Il y a toujours des cartons partout mais je fais semblant de ne pas les voir. Je m’étais donné l’objectif d’en vider un par jour, j’en ai déjà trois de retard. Et ça na va pas s’améliorer me susurre une petite voix. Nous avons le câble, ADSl et plein de jolis téléphones partout. Curieusement aucun d’eux ne fonctionne, une sombre histoire d’enregistrement. Je voudrais bien régler cette histoire mais le Monsieur parle trop vite. 18 essais plus tard, j’attends qu’une amie passe nous voir.

Les bureaux sont bien installés, nous sommes des travailleurs voyageurs nous Madame.

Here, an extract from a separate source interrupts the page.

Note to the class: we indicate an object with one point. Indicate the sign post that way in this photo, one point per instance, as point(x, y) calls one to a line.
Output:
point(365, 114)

Pas question de laisser une demi-journée de travail en plan quelque part dans les remous de nos circonvolutions. Nous n’avons jamais eu autant d’espace, j’ai la tête qui tourne parfois. Nous ne sommes pas tombés cette fois dans le panneau d’inviter tous nos amis à venir nous voir. Nous savons qu’ils seront très peu à faire le chemin faute de temps, d’argent, d’envie (vous pouvez cocher les trois cases). Nous ne posons pas la question pour ne pas entendre des excuses embrouillées. Je me lasse de faire semblant d’y croire.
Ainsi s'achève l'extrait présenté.